Discrimination and the 14th Amendment

Clayton Cramer notes that the 14th Amendment of the Constitution does not appear to prohibit discrimination against women.

I pointed out that the evidence is quite clear that the primary focus of the 14th Amendment, as demonstrated by statements from both proponents and opponents, was protecting the rights of blacks, and secondarily, the rights of Unionist whites who either already lived in the South, or had moved there after the Civil War. (Amusingly enough, I have seen liberals defend the racism of affirmative action on the grounds that the 14th Amendment was intended to protect blacks--not whites. There's some merit to such an historical analysis, as offensive as the results might turn out to be.)

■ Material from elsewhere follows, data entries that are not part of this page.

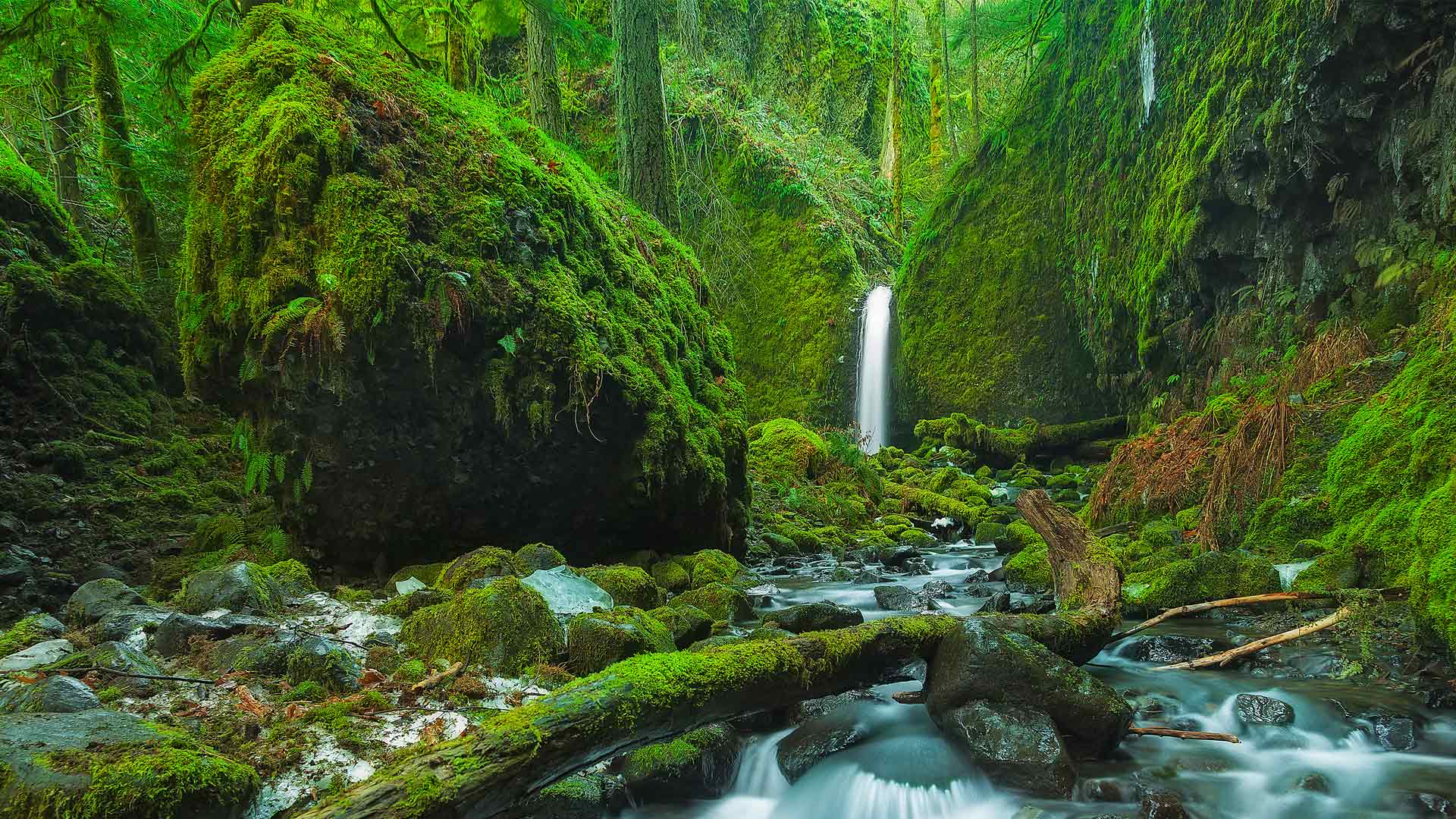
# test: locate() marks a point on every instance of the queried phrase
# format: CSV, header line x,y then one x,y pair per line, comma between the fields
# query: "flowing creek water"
x,y
1329,763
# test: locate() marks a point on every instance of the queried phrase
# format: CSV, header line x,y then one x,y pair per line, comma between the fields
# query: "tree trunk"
x,y
542,79
641,117
691,30
115,152
63,140
654,697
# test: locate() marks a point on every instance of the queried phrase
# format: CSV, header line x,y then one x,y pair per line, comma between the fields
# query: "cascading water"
x,y
1147,60
873,403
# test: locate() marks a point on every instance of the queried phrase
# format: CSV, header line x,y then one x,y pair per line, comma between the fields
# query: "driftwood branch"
x,y
1225,657
1251,599
1177,733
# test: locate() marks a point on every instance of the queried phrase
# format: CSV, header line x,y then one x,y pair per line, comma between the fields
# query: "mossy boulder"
x,y
720,601
504,626
240,588
628,585
105,764
599,639
459,267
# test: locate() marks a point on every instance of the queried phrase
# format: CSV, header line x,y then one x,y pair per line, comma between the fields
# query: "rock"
x,y
565,592
52,695
115,765
1015,745
897,599
817,739
688,624
601,639
816,617
240,588
325,662
982,661
1161,805
1258,710
38,654
506,626
93,599
720,601
701,764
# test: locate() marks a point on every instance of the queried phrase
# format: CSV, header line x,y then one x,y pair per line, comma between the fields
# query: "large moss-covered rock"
x,y
504,626
482,324
105,764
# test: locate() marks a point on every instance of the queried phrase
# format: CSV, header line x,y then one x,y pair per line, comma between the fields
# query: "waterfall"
x,y
1147,60
873,403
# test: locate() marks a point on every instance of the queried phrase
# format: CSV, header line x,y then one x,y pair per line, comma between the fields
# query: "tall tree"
x,y
115,149
542,79
691,30
892,158
641,117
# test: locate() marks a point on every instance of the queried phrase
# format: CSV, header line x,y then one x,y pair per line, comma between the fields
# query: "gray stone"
x,y
816,617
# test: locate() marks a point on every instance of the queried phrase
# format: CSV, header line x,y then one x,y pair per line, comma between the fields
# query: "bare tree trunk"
x,y
641,117
115,152
63,140
542,79
691,30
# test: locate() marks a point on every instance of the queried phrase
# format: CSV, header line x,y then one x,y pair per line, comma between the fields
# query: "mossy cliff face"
x,y
1286,159
446,315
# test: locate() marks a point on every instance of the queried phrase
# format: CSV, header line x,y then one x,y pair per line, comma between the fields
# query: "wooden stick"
x,y
1177,733
1269,598
1225,657
436,678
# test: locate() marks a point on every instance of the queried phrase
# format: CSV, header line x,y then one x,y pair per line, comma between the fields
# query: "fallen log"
x,y
1177,733
1225,657
1251,599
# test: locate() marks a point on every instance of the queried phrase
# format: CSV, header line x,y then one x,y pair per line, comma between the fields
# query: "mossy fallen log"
x,y
653,697
1003,447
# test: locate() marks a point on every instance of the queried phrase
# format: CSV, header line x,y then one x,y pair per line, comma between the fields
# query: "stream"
x,y
1351,749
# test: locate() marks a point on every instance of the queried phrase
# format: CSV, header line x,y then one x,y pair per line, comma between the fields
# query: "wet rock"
x,y
816,617
897,599
93,599
1163,805
38,654
52,695
982,661
1015,745
701,764
240,588
1258,710
817,739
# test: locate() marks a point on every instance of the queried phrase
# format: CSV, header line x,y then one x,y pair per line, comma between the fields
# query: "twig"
x,y
1225,657
1269,598
1177,733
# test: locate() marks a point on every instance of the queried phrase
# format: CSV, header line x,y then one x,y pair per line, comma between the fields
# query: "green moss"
x,y
628,585
504,626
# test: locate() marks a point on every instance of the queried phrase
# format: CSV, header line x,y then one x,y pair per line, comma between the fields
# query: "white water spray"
x,y
873,403
1147,60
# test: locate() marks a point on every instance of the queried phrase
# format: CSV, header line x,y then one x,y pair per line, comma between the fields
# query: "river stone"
x,y
38,654
701,764
93,599
1258,710
982,661
52,695
817,739
182,780
816,617
1015,745
239,588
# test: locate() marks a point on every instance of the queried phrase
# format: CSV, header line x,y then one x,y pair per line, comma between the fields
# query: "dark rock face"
x,y
1017,746
1258,710
816,617
983,662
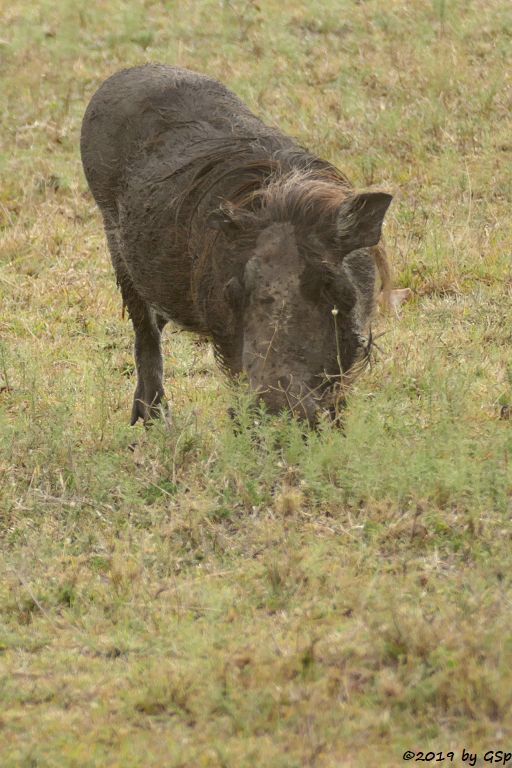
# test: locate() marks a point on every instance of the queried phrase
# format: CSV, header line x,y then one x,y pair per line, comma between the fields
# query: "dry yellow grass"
x,y
257,599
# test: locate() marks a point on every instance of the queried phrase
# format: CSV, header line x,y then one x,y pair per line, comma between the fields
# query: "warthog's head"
x,y
304,291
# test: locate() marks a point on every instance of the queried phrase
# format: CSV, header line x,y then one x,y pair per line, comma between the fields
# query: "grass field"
x,y
211,599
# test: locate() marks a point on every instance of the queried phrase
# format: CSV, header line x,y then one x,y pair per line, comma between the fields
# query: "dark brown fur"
x,y
232,230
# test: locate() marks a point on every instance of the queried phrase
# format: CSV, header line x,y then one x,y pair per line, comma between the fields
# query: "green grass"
x,y
188,596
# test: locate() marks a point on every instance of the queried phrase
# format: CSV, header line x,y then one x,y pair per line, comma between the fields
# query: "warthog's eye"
x,y
315,281
234,293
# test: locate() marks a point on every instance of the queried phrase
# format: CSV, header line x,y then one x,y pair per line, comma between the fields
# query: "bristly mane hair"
x,y
260,181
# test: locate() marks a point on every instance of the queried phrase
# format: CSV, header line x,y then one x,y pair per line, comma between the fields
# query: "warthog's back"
x,y
155,113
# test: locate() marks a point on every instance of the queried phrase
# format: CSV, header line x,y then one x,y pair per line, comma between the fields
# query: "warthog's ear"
x,y
360,220
223,220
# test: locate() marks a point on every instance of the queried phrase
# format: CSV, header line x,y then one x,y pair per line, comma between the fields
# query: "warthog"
x,y
229,228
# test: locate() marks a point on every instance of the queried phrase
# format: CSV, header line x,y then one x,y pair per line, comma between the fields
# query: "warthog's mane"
x,y
257,182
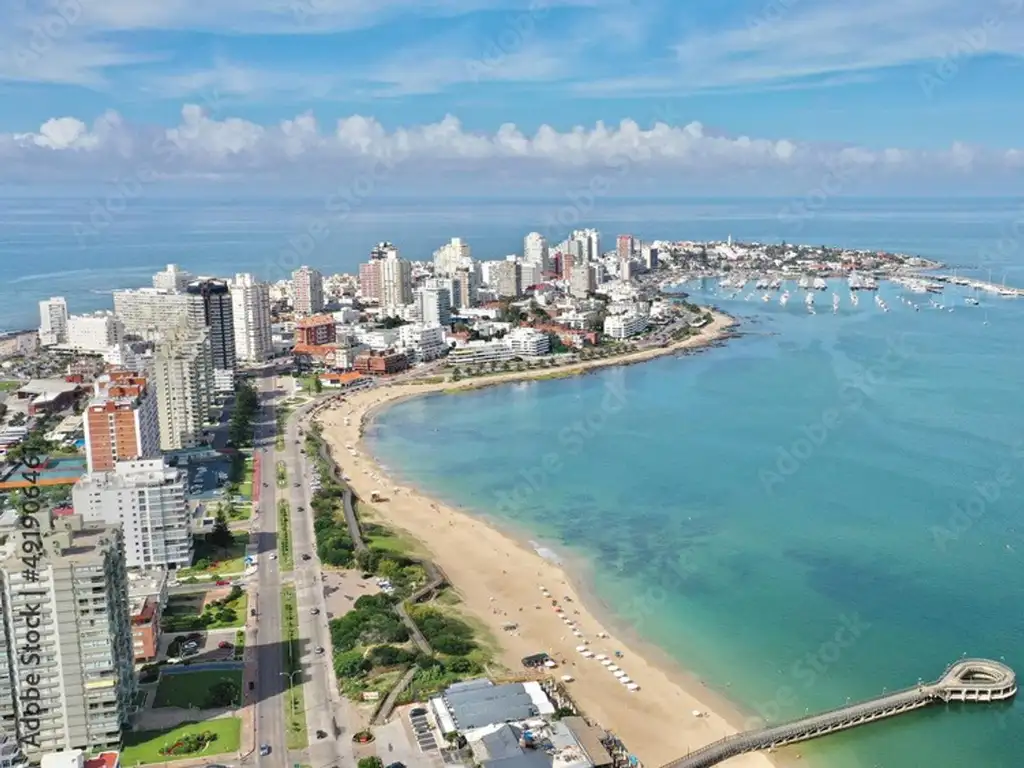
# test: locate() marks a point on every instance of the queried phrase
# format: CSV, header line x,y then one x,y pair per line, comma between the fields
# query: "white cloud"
x,y
301,148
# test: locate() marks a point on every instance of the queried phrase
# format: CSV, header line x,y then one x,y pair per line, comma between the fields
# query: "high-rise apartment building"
x,y
95,333
465,287
434,304
315,331
52,322
121,421
173,279
251,310
396,281
452,256
210,306
151,312
182,378
535,251
583,282
506,279
147,500
67,680
308,291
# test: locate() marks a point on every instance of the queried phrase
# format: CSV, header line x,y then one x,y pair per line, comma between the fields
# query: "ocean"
x,y
821,509
818,511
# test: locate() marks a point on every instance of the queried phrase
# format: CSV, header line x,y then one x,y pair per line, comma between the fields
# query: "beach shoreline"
x,y
499,576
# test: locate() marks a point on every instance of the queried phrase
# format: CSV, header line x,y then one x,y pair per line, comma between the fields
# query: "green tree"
x,y
221,536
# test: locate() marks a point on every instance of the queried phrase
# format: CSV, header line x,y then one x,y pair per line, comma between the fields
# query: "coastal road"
x,y
266,636
326,711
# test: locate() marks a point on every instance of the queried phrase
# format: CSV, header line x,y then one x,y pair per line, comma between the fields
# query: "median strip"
x,y
285,536
295,710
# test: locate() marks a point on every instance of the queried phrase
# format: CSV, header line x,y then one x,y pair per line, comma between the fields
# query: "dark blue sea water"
x,y
820,510
824,508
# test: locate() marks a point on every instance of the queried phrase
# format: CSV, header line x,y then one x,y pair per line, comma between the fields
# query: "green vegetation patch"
x,y
144,748
295,711
202,690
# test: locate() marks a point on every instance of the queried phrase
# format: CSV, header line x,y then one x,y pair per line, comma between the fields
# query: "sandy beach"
x,y
500,581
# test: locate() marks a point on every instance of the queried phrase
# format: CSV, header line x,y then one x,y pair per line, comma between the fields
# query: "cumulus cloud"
x,y
203,146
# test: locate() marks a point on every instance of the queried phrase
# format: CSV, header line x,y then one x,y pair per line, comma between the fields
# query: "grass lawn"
x,y
188,689
220,561
142,748
285,536
295,709
246,486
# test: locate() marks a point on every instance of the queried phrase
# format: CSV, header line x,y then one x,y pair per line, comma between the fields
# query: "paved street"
x,y
326,711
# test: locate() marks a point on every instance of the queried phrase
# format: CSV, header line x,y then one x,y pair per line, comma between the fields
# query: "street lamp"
x,y
291,684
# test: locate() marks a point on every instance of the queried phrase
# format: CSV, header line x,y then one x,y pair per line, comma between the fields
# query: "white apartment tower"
x,y
434,304
251,306
150,312
452,256
95,333
67,679
147,500
396,281
52,322
173,279
182,377
308,291
535,251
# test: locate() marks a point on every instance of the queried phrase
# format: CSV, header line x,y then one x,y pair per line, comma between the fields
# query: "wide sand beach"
x,y
500,581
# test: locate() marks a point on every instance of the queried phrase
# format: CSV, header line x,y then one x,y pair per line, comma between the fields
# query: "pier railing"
x,y
968,680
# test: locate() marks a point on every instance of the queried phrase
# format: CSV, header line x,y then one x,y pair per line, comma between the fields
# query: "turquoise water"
x,y
822,509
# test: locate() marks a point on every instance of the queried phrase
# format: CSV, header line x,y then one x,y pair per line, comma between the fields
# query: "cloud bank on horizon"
x,y
546,89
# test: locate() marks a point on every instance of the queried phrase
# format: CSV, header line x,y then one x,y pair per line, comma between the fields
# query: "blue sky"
x,y
909,75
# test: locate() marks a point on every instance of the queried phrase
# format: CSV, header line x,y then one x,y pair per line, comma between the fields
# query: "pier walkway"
x,y
967,680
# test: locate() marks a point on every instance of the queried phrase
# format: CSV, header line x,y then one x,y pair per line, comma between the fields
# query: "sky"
x,y
751,96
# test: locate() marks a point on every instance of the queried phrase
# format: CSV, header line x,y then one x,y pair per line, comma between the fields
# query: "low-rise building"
x,y
380,364
528,342
625,326
146,598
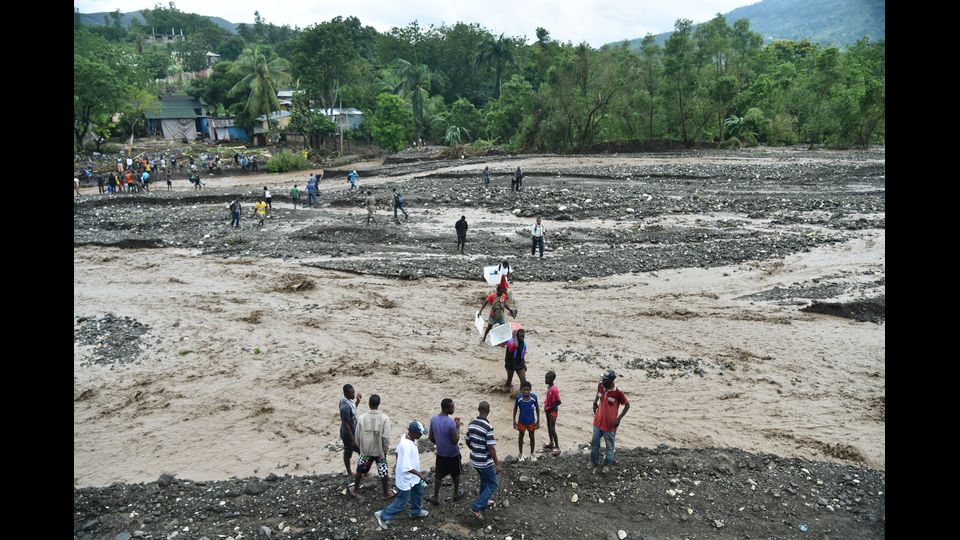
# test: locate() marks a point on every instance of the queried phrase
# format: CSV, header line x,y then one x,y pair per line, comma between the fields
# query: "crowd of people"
x,y
369,435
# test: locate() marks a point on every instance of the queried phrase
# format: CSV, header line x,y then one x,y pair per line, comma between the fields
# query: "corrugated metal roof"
x,y
176,107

So, one of the liberals commenting over there decided to show his superiority over me by asking if the 14th Amendment prohibited discrimination based on gender. The answer is very clearly, "No." If it had, there would have been no need for the later amendment to the Constitution granting women the right to vote, and all this discussion of an Equal Rights Amendment a couple of decades back would have been completely pointless.

As late as Goesaert v. Cleary, 335 U.S. 464 (1948), the Supreme Court upheld a Michigan law that prohibited woman from being licensed as bartenders unless they were the wife or daughter of the owner, and decided that this was no violation of equal protection:

The Constitution in enjoining the equal protection of the laws upon States precludes irrational discrimination as between persons or groups of persons in the incidence of a law. But the Constitution does not require situations 'which are different in fact or opinion to be treated in law as though they were the same.' Tigner v. State of Texas, 310 U.S. 141, 147 , 882, 130 A.L.R. 1321.

In short, as long as the statute's distinctions between different women in different situations had some connection to a perceived public need, there was no violation of equal protection--and certainly, the mere fact that the law discriminated against women as a sex was not an equal protection violation.